Calculate!
$(1+i)^0=1$, so $(1-i)^0=1$, so $(1+i)^0+(1-i)^0=2$.
$(1+i)^1=1+i$, so $(1-i)^1=1-i$, so $(1+i)^1+(1-i)^1=2$ .
$(1+i)^2=2i$, so $(1-i)^2=-2i$, so $(1+i)^2+(1-i)^2=0$.
$(1+i)^3=-2+2i$, so $(1-i)^3=-2-2i$, so $(1+i)^3+(1-i)^3=-4$.
$(1+i)^4=-4$, so $(1-i)^4=-4$, so $(1+i)^4+(1-i)^4=-8$.
Now the game starts all over again. The pattern of the first four entries continues forever, except that every time $n$ is incremented by $4$, we multiply by $-4$, for the simple reason that $(1+i)^4=(1-i)^4=-4$.
Let $n=4k+r$, where $r=0$, $1$, $2$, or $3$. Then
$(1+i)^n+(1-i)^n=2(-4)^k=(-1)^k 2^{2k+1}$ if $\;r=0\;$ or $\;r=1$.
$(1+i)^n+(1-i)^n=0$ if $\;r=2$.
$(1+i)^n+(1-i)^n=(-4)^{k+1}=(-1)^{k+1}2^{2k+2}$ if $\;r=3$.

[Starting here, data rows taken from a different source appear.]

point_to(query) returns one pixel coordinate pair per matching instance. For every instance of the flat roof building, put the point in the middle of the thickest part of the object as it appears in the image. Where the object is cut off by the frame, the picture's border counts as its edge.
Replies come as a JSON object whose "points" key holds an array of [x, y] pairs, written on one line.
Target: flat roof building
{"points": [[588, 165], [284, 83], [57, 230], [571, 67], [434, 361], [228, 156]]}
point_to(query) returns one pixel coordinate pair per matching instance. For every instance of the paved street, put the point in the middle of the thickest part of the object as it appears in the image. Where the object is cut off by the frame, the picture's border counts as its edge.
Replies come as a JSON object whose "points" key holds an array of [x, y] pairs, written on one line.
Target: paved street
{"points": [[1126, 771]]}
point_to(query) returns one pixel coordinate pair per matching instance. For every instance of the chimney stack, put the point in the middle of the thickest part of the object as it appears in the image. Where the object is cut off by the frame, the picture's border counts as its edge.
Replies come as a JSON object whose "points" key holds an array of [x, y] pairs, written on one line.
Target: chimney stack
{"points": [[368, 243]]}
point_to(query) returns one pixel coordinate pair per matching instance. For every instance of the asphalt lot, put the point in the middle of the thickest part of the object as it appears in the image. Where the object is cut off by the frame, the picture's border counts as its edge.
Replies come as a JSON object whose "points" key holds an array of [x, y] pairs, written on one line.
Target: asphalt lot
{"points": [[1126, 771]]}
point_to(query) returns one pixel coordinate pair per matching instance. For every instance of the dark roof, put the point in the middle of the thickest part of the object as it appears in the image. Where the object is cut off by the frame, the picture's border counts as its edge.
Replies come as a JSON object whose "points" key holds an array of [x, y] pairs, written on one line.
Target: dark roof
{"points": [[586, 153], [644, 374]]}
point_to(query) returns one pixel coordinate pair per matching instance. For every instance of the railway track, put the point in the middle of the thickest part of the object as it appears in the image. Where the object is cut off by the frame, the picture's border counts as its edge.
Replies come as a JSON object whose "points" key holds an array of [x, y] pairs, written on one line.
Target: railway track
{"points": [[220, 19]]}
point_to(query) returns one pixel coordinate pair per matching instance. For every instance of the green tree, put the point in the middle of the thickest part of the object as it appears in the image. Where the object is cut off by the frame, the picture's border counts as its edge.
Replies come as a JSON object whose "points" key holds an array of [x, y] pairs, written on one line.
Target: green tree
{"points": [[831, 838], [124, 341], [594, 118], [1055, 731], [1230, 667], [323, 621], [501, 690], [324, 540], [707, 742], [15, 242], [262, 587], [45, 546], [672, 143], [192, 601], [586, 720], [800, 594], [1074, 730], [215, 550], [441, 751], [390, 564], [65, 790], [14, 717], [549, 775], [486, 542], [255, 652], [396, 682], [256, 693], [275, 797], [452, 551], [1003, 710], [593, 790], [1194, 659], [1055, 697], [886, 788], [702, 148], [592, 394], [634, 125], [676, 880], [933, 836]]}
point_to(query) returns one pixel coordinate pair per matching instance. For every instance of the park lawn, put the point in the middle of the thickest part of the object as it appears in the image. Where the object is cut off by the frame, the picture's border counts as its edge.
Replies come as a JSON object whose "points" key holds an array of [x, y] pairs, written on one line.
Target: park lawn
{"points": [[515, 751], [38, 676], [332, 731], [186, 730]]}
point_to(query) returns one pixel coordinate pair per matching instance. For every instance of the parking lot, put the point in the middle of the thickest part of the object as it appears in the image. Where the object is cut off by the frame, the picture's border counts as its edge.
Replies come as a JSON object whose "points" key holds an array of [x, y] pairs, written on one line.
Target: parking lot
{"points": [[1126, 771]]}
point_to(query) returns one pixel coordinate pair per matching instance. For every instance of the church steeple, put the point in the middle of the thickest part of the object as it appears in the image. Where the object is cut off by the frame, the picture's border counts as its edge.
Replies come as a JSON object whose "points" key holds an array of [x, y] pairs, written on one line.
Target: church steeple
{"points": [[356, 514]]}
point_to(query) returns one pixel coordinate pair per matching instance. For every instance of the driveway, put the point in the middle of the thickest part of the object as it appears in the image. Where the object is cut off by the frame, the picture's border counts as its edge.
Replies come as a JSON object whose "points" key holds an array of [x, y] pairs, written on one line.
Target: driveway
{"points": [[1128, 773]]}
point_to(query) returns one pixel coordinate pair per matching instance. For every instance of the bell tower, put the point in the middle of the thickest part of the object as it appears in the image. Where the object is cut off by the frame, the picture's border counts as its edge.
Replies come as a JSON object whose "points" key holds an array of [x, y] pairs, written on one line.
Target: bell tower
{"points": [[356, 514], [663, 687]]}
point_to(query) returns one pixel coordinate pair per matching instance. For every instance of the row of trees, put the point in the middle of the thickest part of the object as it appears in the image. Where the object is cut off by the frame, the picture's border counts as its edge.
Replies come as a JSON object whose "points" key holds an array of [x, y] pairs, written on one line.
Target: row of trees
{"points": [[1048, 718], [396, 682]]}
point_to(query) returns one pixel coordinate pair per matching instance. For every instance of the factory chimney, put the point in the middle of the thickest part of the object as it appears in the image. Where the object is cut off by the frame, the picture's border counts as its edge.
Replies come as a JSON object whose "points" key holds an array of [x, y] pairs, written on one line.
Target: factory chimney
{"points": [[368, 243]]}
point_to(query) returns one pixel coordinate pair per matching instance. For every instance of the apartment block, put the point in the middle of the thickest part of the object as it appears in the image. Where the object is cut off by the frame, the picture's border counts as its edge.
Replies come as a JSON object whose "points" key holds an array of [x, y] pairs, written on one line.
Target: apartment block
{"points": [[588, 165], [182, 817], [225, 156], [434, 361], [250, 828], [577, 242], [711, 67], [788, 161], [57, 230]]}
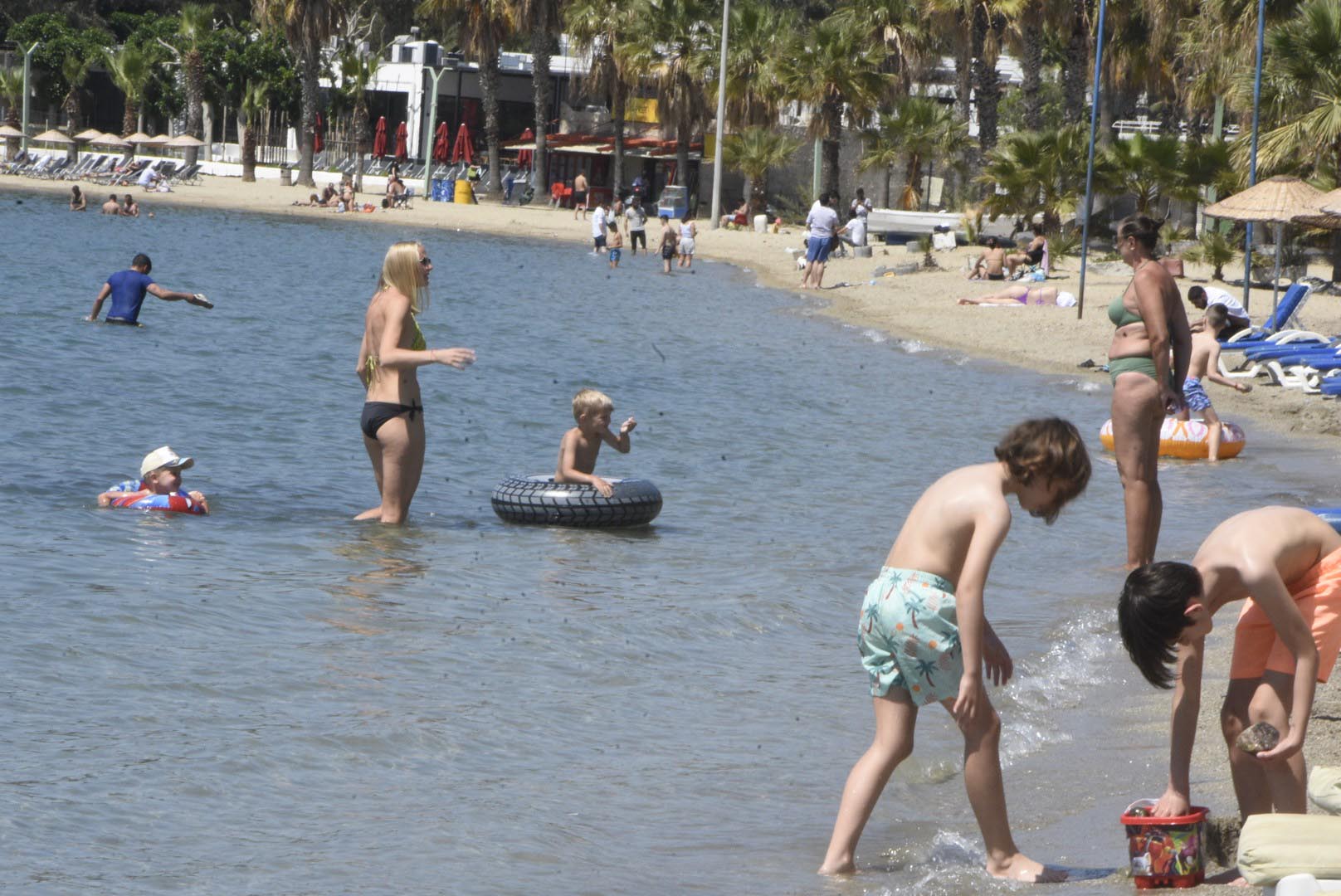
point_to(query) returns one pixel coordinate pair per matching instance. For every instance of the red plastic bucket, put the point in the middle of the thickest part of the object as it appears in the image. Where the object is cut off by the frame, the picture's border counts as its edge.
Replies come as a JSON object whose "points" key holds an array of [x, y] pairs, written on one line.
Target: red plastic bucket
{"points": [[1166, 852]]}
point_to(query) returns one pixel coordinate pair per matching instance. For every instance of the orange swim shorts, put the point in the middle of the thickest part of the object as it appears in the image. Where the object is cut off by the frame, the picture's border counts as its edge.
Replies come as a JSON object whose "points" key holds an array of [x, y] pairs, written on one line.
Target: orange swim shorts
{"points": [[1317, 593]]}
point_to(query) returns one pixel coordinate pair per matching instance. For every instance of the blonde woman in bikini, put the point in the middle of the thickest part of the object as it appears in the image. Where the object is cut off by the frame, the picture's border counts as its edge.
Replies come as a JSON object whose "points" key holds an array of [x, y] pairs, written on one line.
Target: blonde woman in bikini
{"points": [[1149, 321], [393, 349]]}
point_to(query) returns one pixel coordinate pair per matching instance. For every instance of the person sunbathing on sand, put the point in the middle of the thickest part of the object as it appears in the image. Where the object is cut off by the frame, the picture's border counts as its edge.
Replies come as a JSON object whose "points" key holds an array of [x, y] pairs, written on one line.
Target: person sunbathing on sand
{"points": [[1285, 563], [1019, 294], [924, 639]]}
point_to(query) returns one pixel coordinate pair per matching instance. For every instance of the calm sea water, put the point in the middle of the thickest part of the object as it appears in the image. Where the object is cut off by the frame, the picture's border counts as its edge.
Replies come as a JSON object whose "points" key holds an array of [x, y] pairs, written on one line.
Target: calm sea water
{"points": [[279, 700]]}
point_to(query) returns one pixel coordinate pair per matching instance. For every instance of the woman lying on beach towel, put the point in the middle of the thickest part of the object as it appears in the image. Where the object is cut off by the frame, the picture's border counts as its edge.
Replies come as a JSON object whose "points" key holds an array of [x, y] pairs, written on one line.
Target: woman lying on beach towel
{"points": [[1021, 294]]}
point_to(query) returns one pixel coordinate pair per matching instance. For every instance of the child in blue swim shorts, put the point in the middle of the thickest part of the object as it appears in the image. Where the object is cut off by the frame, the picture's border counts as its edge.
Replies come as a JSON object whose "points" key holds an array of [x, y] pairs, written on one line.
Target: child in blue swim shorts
{"points": [[923, 635], [909, 636]]}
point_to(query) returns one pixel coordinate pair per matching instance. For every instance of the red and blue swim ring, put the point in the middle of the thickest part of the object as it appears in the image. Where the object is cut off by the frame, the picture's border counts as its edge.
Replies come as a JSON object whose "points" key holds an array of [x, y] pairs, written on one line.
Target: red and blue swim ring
{"points": [[178, 502]]}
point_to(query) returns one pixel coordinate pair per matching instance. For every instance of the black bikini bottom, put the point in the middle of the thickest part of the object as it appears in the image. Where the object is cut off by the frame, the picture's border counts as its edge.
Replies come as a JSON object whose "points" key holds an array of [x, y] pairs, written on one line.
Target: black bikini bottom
{"points": [[378, 412]]}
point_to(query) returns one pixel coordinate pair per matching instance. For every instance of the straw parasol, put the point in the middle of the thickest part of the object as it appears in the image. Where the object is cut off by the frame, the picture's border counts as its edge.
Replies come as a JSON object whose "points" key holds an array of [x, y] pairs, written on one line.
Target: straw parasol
{"points": [[1277, 200]]}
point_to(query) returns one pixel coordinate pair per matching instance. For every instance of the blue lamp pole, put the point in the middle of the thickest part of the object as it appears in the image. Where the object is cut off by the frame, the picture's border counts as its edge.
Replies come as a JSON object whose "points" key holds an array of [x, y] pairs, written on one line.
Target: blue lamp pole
{"points": [[1257, 106], [1090, 168]]}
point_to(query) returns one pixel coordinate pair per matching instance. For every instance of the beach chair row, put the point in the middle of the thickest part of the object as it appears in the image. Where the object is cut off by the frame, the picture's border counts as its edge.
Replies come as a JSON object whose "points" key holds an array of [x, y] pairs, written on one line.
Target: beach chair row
{"points": [[1286, 353], [98, 169]]}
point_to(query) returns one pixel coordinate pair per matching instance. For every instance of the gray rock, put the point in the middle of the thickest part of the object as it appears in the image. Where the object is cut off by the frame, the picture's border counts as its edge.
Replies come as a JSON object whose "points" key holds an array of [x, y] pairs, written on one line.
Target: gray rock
{"points": [[1258, 738]]}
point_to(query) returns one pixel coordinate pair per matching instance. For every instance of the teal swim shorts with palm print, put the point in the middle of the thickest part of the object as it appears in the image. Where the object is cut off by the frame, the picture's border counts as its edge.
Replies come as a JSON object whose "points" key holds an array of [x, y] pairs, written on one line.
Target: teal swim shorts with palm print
{"points": [[909, 636]]}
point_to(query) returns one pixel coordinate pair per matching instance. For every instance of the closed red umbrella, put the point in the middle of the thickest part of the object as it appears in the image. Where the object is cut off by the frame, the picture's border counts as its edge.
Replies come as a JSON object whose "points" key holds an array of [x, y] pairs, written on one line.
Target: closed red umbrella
{"points": [[526, 154], [380, 139], [440, 144], [461, 148]]}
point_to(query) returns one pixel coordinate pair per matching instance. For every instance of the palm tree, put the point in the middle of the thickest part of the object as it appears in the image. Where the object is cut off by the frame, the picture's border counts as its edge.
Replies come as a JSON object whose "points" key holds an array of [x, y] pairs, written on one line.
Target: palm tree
{"points": [[130, 70], [1038, 173], [481, 26], [604, 30], [675, 51], [836, 69], [753, 152], [918, 130], [11, 91], [755, 56], [255, 98], [1301, 93], [542, 19], [307, 24], [357, 71]]}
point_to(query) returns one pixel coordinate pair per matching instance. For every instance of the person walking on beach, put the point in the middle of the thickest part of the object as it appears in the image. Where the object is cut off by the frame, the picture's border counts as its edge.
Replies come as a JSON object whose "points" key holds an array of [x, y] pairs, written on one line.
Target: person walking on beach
{"points": [[579, 196], [821, 223], [688, 234], [1151, 324], [636, 222], [128, 291], [392, 350], [1285, 563], [923, 635], [668, 239]]}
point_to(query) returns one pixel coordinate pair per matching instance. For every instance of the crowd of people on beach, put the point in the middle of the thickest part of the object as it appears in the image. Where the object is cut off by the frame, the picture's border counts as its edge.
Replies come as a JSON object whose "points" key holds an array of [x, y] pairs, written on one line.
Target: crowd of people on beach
{"points": [[923, 633]]}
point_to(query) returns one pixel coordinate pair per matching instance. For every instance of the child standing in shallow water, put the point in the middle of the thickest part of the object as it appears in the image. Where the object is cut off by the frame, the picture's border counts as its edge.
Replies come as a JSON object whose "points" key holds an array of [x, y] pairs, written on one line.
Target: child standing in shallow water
{"points": [[579, 447], [924, 639]]}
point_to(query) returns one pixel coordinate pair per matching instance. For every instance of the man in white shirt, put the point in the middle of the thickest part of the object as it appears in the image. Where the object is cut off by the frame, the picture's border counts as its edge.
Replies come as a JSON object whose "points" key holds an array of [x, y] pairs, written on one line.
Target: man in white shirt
{"points": [[598, 227], [1202, 297], [822, 223]]}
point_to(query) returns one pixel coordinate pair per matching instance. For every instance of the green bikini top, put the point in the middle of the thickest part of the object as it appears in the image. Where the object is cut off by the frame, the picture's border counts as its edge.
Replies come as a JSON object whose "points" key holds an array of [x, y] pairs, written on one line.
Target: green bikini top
{"points": [[417, 343], [1119, 314]]}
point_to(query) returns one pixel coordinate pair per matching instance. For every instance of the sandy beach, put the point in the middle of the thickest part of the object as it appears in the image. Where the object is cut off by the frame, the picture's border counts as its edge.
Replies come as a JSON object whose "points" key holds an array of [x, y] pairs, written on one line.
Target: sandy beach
{"points": [[919, 306]]}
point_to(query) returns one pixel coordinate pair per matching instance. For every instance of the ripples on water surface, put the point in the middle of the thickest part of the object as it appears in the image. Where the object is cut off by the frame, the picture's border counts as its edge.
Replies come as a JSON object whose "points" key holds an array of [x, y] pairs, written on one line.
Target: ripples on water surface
{"points": [[278, 700]]}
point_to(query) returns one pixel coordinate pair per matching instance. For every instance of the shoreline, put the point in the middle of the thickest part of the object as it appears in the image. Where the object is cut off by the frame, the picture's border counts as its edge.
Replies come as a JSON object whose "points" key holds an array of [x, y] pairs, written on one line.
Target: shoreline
{"points": [[914, 306]]}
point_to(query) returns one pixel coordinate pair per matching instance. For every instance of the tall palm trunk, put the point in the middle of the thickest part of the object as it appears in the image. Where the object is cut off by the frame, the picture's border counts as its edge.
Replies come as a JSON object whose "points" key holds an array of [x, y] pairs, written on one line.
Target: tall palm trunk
{"points": [[247, 129], [490, 95], [617, 112], [1031, 63], [987, 89], [359, 139], [1077, 62], [831, 114], [195, 71], [310, 65], [541, 43]]}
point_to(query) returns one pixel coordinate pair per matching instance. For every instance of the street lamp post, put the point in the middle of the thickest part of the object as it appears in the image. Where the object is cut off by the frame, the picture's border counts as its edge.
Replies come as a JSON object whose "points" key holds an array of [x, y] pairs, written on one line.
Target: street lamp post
{"points": [[27, 98], [428, 132], [722, 115]]}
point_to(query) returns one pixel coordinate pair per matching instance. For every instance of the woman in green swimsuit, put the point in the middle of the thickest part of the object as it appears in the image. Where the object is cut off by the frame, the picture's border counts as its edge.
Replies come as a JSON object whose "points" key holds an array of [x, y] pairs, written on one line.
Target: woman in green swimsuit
{"points": [[393, 348], [1147, 387]]}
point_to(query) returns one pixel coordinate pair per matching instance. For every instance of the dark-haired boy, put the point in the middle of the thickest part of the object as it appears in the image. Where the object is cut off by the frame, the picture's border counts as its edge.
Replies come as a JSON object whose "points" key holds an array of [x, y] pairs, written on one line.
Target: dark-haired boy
{"points": [[924, 639], [1286, 562], [128, 293]]}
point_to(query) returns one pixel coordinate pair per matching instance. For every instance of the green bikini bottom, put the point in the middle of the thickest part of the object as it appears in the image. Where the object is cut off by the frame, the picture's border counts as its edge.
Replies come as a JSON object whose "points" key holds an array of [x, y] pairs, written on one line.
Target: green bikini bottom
{"points": [[1136, 363]]}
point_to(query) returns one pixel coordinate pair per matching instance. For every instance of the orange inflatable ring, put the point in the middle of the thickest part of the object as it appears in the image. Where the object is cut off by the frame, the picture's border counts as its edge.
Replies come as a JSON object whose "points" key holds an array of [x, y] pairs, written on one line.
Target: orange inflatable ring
{"points": [[1186, 439]]}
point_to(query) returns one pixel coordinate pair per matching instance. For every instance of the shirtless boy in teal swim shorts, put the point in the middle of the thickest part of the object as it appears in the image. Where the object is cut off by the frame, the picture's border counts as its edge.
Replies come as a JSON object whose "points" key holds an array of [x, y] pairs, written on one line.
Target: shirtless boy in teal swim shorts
{"points": [[923, 635]]}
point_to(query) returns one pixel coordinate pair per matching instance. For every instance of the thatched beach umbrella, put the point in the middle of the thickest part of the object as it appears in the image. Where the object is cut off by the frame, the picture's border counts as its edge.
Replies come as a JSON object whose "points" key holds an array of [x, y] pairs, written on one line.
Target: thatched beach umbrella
{"points": [[1278, 200]]}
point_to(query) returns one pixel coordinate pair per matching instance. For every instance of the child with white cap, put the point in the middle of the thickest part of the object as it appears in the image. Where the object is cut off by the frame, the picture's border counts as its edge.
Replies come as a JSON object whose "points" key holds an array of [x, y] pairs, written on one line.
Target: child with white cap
{"points": [[158, 486]]}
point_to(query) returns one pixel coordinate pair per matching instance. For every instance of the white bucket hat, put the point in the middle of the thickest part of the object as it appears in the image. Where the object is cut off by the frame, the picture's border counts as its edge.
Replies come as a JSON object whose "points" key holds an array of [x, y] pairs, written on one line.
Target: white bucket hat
{"points": [[161, 458]]}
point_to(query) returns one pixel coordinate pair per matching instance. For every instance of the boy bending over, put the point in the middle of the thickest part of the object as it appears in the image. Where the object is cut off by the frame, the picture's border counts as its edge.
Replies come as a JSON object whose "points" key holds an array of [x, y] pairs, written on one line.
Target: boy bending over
{"points": [[1204, 365], [924, 639], [1285, 563], [581, 444]]}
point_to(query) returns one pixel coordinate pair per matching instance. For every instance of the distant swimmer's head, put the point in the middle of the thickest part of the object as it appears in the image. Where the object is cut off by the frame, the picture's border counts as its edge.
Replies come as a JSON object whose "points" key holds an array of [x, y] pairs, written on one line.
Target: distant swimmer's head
{"points": [[405, 270], [1160, 606], [1047, 459], [592, 404]]}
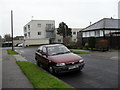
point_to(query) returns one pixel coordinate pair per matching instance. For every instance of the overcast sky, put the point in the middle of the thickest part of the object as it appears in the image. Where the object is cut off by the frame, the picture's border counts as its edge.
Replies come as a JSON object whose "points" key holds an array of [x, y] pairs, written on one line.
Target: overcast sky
{"points": [[75, 13]]}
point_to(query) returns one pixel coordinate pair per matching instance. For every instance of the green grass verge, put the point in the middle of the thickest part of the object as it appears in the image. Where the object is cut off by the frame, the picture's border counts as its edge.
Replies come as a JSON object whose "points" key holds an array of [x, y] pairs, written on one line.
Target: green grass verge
{"points": [[79, 52], [11, 52], [39, 78]]}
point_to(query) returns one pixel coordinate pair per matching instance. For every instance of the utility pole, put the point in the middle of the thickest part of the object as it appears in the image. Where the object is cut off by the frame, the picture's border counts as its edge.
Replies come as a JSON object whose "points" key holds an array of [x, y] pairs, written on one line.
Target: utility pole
{"points": [[12, 28]]}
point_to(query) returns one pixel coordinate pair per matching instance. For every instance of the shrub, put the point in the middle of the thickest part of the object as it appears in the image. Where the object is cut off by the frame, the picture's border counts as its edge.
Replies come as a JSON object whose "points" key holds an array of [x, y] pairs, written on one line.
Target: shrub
{"points": [[86, 46], [91, 42], [78, 44], [102, 45]]}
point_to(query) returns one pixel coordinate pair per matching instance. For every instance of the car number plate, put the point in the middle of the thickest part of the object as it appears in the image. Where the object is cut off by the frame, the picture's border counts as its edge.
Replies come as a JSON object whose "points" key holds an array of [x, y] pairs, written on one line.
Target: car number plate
{"points": [[72, 67]]}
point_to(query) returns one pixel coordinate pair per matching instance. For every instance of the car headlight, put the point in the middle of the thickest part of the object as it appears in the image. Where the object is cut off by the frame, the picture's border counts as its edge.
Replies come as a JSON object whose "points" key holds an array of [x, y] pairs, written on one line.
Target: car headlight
{"points": [[81, 60], [60, 64]]}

Comment: More briefly, since $(1+i)^4=(1-i)^4=-4$, we have $(1+i)^{4k+r}=(-4)^k (1+i)^r\qquad\text{and}\qquad (1-i)^{4k+r}=(-4)^k (1-i)^r,$ and therefore $(1+i)^{4k+r}+(1-i)^{4k+r}=(-4)^k\left((1+i)^r+ (1-i)^r \right).$ Note that the "cases" expression for $(1+i)^n+(1-i)^n$ can be made into a single expression in various ways.